Orwell illustre ici parfaitement un phénomène né au XXe siècle : l’usage des archives comme « technologies de pouvoir au service d’une idéologie »[1]. L’archive participe au combat mené par le régime contre un ennemi intérieur.

 

Les Archives ou le lieu de la mise à jour du passé

L’archiviste comme contrôleur et correcteur

Orwell écrit : « Il y avait les armées d’archivistes dont le travail consistait simplement à dresser les listes des livres et des périodiques qu’il fallait retirer de la circulation. » Ainsi, bien que l’auteur utilise une définition extensive des archives au début du chapitre, on constate finalement que les archivistes agissent seulement sur deux types de documents : les livres et les périodiques. En fait, les missions de l’archiviste, les « quatre C » (collecte, classement, conservation, communication) sont réduites à la seule mission de classement, c’est-à-dire trier, classer et éliminer. Par conséquent, ce qui est traditionnellement la partie la moins visible du travail d’archiviste devient ici la mission principale de l’archiviste en Océania. Dans le roman, le tri sert le pouvoir en désignant des documents comme non conformes à la vision du régime. Le tri est donc effectué sur le critère du contenu et non pas selon des considérations chronologiques, alphabétiques, numéraires ou typologiques.

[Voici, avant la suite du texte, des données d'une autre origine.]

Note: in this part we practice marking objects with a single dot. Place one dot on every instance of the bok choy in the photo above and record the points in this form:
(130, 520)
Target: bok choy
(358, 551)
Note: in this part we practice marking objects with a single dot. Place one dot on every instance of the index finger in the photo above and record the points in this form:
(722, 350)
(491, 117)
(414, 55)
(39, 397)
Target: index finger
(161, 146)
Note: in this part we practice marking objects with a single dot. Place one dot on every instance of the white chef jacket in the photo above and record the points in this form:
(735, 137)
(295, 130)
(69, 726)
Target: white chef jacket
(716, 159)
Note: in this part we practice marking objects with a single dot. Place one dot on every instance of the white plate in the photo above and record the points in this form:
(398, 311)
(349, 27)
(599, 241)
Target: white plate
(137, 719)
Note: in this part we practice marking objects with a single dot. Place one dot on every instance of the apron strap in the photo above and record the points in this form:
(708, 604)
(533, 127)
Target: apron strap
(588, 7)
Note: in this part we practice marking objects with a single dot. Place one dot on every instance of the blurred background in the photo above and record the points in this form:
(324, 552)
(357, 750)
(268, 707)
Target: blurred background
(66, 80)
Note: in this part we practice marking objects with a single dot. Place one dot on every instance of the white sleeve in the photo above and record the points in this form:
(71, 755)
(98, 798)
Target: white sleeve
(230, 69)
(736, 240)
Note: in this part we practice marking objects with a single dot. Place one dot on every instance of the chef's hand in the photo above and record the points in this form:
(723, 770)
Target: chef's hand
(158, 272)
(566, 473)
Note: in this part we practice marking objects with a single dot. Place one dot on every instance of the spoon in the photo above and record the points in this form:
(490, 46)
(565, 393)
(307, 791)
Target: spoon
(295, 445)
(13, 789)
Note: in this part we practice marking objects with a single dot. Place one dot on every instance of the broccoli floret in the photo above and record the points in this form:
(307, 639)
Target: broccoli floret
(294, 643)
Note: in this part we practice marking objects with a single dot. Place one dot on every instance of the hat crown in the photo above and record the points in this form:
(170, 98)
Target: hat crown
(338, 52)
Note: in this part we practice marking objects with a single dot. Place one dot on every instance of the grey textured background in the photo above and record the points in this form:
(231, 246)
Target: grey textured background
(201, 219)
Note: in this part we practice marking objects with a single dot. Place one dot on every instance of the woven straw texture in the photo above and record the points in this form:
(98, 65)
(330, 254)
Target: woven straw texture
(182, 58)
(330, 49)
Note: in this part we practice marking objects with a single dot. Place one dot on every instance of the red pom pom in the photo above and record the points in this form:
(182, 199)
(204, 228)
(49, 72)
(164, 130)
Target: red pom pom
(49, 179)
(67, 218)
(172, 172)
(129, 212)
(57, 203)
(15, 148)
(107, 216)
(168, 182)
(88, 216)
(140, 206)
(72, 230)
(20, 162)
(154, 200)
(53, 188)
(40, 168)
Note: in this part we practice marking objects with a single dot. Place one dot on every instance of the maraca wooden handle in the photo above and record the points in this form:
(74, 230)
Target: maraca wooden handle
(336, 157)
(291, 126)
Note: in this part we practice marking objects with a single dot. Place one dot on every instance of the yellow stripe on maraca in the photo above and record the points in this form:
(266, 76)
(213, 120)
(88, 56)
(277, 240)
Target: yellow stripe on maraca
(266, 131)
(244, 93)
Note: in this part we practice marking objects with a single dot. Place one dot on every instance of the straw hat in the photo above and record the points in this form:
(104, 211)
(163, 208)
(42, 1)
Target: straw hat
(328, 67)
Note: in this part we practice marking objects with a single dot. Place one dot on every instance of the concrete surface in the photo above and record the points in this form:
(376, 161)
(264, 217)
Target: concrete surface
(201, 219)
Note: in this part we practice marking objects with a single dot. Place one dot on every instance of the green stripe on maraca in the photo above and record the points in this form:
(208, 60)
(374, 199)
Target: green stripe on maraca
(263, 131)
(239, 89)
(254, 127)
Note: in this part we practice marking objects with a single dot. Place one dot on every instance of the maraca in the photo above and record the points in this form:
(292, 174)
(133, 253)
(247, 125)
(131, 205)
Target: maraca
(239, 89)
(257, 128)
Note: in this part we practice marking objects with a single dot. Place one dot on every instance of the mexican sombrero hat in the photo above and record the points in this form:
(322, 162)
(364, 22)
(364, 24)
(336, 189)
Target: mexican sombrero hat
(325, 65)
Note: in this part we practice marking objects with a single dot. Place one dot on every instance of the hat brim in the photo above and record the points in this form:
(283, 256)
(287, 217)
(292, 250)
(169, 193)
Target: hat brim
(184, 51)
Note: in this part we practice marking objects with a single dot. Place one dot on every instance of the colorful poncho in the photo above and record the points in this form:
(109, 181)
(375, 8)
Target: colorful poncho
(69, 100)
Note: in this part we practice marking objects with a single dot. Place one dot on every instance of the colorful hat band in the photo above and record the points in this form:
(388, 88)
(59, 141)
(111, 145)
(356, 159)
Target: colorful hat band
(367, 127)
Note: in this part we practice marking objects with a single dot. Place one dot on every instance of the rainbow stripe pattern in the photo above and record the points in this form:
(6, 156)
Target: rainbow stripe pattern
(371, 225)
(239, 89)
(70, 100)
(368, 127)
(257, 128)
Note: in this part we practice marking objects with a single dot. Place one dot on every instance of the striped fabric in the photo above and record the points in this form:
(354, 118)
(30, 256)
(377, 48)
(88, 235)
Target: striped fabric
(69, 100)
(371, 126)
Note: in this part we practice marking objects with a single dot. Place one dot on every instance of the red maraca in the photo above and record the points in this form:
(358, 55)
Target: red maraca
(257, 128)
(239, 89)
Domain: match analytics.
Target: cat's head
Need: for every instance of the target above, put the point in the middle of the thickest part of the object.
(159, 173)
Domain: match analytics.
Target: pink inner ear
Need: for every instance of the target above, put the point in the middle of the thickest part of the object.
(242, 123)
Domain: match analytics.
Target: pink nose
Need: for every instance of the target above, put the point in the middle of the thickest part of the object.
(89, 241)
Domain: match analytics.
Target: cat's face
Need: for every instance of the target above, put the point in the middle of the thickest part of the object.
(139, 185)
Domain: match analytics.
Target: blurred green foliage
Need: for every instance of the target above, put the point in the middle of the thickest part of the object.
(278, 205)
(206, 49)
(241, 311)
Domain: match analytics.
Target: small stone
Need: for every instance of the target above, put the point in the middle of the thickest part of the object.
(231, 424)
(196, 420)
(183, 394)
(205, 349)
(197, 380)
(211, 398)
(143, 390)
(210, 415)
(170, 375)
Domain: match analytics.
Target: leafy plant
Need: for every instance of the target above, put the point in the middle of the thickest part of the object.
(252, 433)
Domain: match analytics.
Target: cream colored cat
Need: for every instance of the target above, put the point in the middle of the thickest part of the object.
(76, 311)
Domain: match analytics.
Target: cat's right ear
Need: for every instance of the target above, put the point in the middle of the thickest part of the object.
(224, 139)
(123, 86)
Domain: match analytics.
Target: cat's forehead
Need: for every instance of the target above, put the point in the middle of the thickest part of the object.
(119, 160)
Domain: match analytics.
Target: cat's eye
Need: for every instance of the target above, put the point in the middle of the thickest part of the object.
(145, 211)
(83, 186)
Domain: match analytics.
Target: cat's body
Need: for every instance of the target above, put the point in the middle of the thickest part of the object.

L’archiviste assure donc ici un rôle de contrôleur et de correcteur et non pas de conservateur des documents.

Les Archives comme lieu de fabrication des documents

« Il y avait les vastes archives où étaient classés les documents corrigés et les fournaises cachées où les copies originales étaient détruites. » Dans cette phrase, les Archives sont présentées non pas comme lieu de la conservation, mais comme lieu de fabrication de nouveaux documents. Par un processus de destruction des documents originaux (la fournaise) et de fabrication de nouveaux documents qui en sont les versions corrigées, les Archives deviennent le lieu de fabrication des documents. En fait, c’est la conservation de ces documents au sein du Commissariat aux Archives qui assure leur authenticité. Ce point est souligné par un commentaire du narrateur à l’occasion d’un travail de réécriture d’un article du Times : « Le mensonge choisi passerait ensuite aux archives et deviendrait vérité permanente ». C’est en fait ici le statut d’archives historiques qui fait non seulement l’authenticité, mais aussi la valeur de preuve et de témoignage du document. Orwell nous montre qu’en Océania c’est le statut d’archive historique qui confère un caractère irréfutable au contenu du document.

big brother

1984 insiste sur le pouvoir de l’archive. En fait, le régime a la mainmise sur les archives et les utilise pour faire accepter sa propre vérité historique en la truquant. Ce faisant, l’archive devient un véritable enjeu de pouvoir, tandis que l’archiviste est réduit à une fonction de contrôle et de correction. Les Archives deviennent le lieu de fabrication et non plus de conservation des documents. Par conséquent, les Archives en tant qu’institution sont à la fois instrumentalisées et méprisées, car elles sont vidées de leur contenu étant donné qu’elles ne conservent que des « contre-archives ». À travers ce traitement des archives, 1984 souligne bien l’enjeu que représente le contrôle du passé pour les régimes totalitaires : la politique des archives devient un instrument d’oppression à part entière.

[1] COEURÉ Sophie, « Archives dans les guerres, guerres des archives aux XXe et XXIe siècles. Autorité, identité, vulnérabilité », Pouvoirs, vol. 2, n° 153, 2015, p 31.